Tilbury finance director Stuart Lee said the sell-off, predicted by Building last June, meant that 80% of the firm’s business was now in support services-related activities.
This move follows the example of former contractor Amey, which reinvented itself as a support services company from a construction and building materials firm last year.
Support services companies, with their steady, long-term income streams, are generally regarded by the City as more attractive investments than cyclical construction stocks.
Lee said a final decision on the sector switch was “out of Tilbury’s hands” because of stock market requirements, but added that it was now “an obvious objective”.
Last year, Tilbury bought facilities management firm Bandt for £75.3m, which took it a step away from contracting. Tilbury now focuses on long-term maintenance work for industrial and property clients as well as negotiated new-build work for large, repeat clients.
It has already stopped building houses in England, and Tilbury chairman Mike Bottjer said the Scottish business, Tilbury Douglas Homes, no longer fitted in with his long-term strategy. He added that the disposal would provide funds for “the further development of support service operations”.
Lee said the company was considering “a whole range of acquisition opportunities”.
The homes business, which operates from Edinburgh to Glasgow and as far north as Stirling, made a pre-tax profit of £4m in the year to 31 December 1999. It built about 400 houses for an average selling price of £80 000.

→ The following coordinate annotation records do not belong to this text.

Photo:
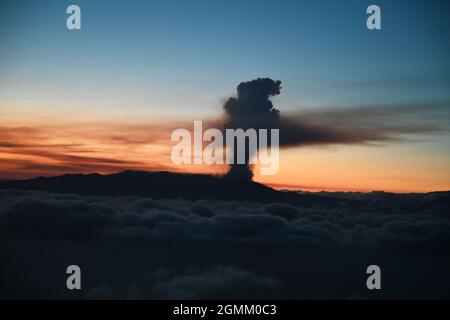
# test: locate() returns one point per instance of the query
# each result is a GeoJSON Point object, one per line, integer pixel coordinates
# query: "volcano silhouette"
{"type": "Point", "coordinates": [168, 185]}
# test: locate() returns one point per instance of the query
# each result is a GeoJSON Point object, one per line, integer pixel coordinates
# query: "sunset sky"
{"type": "Point", "coordinates": [106, 98]}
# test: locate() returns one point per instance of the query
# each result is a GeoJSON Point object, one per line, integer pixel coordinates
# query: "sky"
{"type": "Point", "coordinates": [104, 98]}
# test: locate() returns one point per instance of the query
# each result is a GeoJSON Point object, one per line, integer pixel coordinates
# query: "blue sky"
{"type": "Point", "coordinates": [185, 57]}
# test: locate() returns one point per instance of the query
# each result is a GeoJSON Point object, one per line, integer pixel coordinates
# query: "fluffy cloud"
{"type": "Point", "coordinates": [133, 247]}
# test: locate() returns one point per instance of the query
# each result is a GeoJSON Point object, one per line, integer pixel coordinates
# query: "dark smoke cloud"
{"type": "Point", "coordinates": [369, 125]}
{"type": "Point", "coordinates": [251, 109]}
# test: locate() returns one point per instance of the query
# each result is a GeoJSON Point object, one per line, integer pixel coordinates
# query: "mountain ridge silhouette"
{"type": "Point", "coordinates": [169, 185]}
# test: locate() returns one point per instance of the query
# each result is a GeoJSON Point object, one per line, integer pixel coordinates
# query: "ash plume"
{"type": "Point", "coordinates": [251, 109]}
{"type": "Point", "coordinates": [364, 125]}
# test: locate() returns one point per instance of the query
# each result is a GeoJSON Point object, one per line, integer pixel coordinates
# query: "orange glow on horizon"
{"type": "Point", "coordinates": [30, 149]}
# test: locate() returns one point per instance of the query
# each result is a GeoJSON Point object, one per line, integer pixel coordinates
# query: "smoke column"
{"type": "Point", "coordinates": [251, 109]}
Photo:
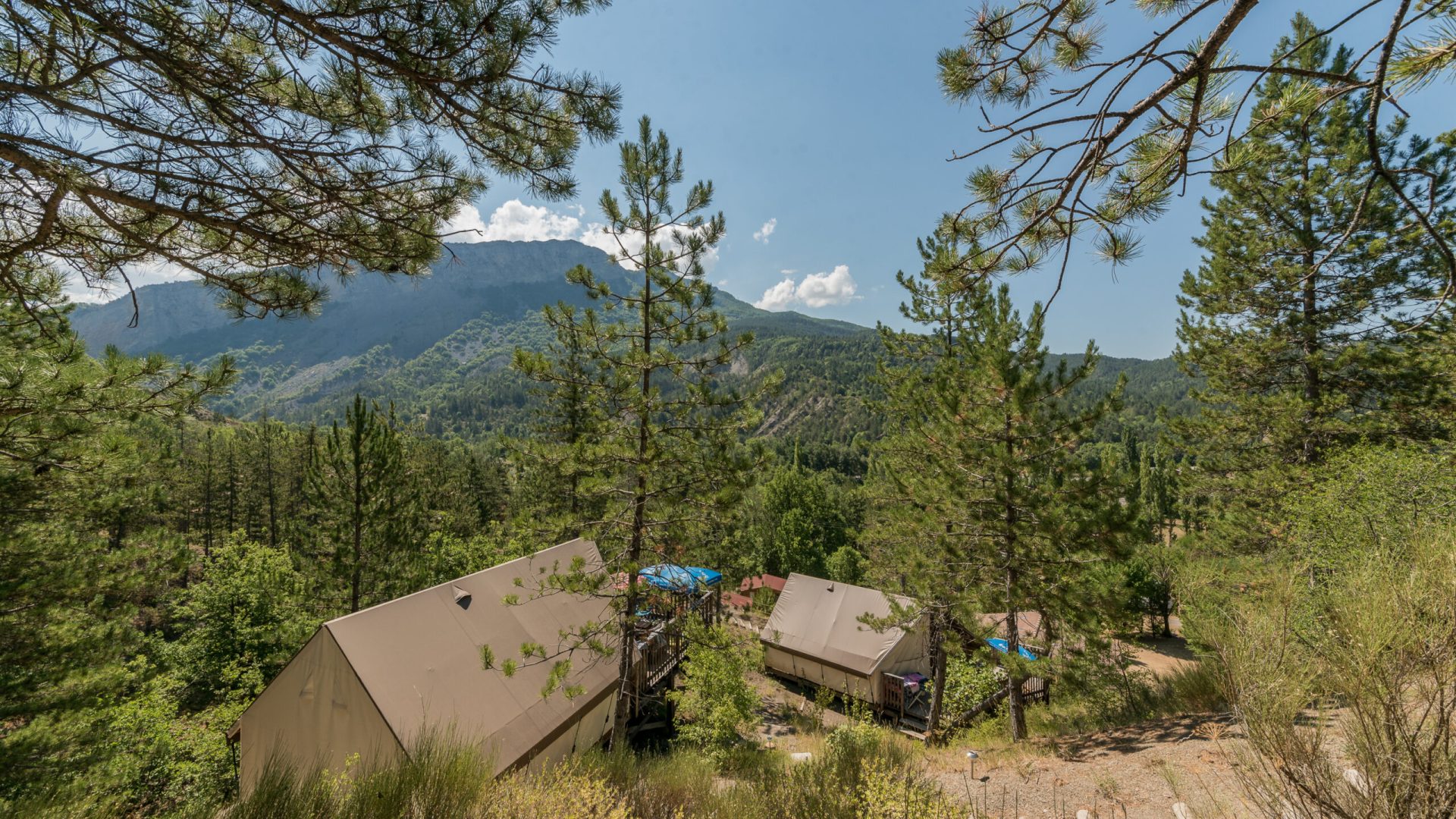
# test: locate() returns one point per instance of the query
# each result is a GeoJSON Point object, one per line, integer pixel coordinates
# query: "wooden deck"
{"type": "Point", "coordinates": [661, 645]}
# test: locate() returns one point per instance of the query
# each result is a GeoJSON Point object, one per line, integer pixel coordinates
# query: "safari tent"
{"type": "Point", "coordinates": [372, 682]}
{"type": "Point", "coordinates": [816, 635]}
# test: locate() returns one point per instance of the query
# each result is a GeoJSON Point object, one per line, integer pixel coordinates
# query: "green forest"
{"type": "Point", "coordinates": [1267, 512]}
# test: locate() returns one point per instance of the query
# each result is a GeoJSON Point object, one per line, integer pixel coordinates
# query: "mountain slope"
{"type": "Point", "coordinates": [438, 347]}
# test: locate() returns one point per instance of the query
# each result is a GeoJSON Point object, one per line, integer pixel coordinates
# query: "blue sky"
{"type": "Point", "coordinates": [827, 120]}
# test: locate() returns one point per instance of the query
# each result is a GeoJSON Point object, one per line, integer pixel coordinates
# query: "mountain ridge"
{"type": "Point", "coordinates": [438, 347]}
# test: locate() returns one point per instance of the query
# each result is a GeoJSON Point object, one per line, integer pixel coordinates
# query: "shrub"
{"type": "Point", "coordinates": [717, 698]}
{"type": "Point", "coordinates": [1356, 673]}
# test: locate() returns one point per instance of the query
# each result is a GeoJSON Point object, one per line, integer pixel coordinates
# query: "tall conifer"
{"type": "Point", "coordinates": [1299, 311]}
{"type": "Point", "coordinates": [664, 447]}
{"type": "Point", "coordinates": [989, 504]}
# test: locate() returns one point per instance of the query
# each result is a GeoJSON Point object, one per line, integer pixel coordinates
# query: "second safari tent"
{"type": "Point", "coordinates": [816, 635]}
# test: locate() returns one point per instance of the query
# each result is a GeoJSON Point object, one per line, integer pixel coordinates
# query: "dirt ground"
{"type": "Point", "coordinates": [1130, 773]}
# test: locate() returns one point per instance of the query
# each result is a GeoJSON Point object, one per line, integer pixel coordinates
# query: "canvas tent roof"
{"type": "Point", "coordinates": [820, 618]}
{"type": "Point", "coordinates": [419, 657]}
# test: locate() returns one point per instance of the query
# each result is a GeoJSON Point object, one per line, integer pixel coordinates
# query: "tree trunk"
{"type": "Point", "coordinates": [626, 687]}
{"type": "Point", "coordinates": [937, 675]}
{"type": "Point", "coordinates": [1310, 309]}
{"type": "Point", "coordinates": [1015, 707]}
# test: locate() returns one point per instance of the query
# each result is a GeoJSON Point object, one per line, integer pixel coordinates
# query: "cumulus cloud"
{"type": "Point", "coordinates": [519, 222]}
{"type": "Point", "coordinates": [814, 290]}
{"type": "Point", "coordinates": [513, 222]}
{"type": "Point", "coordinates": [142, 275]}
{"type": "Point", "coordinates": [778, 297]}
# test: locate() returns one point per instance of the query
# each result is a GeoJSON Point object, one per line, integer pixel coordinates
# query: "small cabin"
{"type": "Point", "coordinates": [816, 635]}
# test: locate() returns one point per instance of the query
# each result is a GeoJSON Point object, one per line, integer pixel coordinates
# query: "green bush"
{"type": "Point", "coordinates": [715, 698]}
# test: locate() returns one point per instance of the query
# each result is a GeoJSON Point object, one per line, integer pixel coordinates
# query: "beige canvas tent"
{"type": "Point", "coordinates": [369, 684]}
{"type": "Point", "coordinates": [814, 634]}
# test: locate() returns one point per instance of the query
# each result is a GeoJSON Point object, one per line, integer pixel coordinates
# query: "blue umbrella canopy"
{"type": "Point", "coordinates": [1005, 648]}
{"type": "Point", "coordinates": [680, 577]}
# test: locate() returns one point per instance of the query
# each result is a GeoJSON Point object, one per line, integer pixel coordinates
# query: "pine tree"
{"type": "Point", "coordinates": [1296, 314]}
{"type": "Point", "coordinates": [362, 490]}
{"type": "Point", "coordinates": [664, 450]}
{"type": "Point", "coordinates": [552, 461]}
{"type": "Point", "coordinates": [987, 503]}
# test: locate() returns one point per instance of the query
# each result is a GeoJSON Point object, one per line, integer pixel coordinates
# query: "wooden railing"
{"type": "Point", "coordinates": [661, 645]}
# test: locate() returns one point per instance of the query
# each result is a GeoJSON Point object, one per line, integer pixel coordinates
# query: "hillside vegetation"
{"type": "Point", "coordinates": [438, 349]}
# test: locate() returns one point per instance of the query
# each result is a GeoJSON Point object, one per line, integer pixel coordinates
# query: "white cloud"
{"type": "Point", "coordinates": [778, 297]}
{"type": "Point", "coordinates": [513, 222]}
{"type": "Point", "coordinates": [816, 290]}
{"type": "Point", "coordinates": [827, 289]}
{"type": "Point", "coordinates": [519, 222]}
{"type": "Point", "coordinates": [153, 273]}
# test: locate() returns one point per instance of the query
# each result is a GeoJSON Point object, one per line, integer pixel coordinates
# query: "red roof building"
{"type": "Point", "coordinates": [737, 601]}
{"type": "Point", "coordinates": [770, 582]}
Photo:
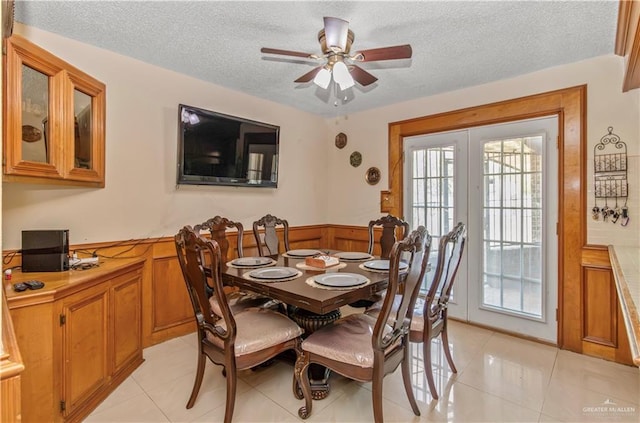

Persimmon chief executive John White said the acquisition would mean Persimmon, which currently builds about 600 houses a year in Scotland, would build well over 1000 units in the country this year.
As part of the purchase, Persimmon gets 16 new sites plus further interests in partnership housing schemes. It also adds 1000 plots to Persimmon’s Scottish land bank. This now totals 3100 plots with planning permission.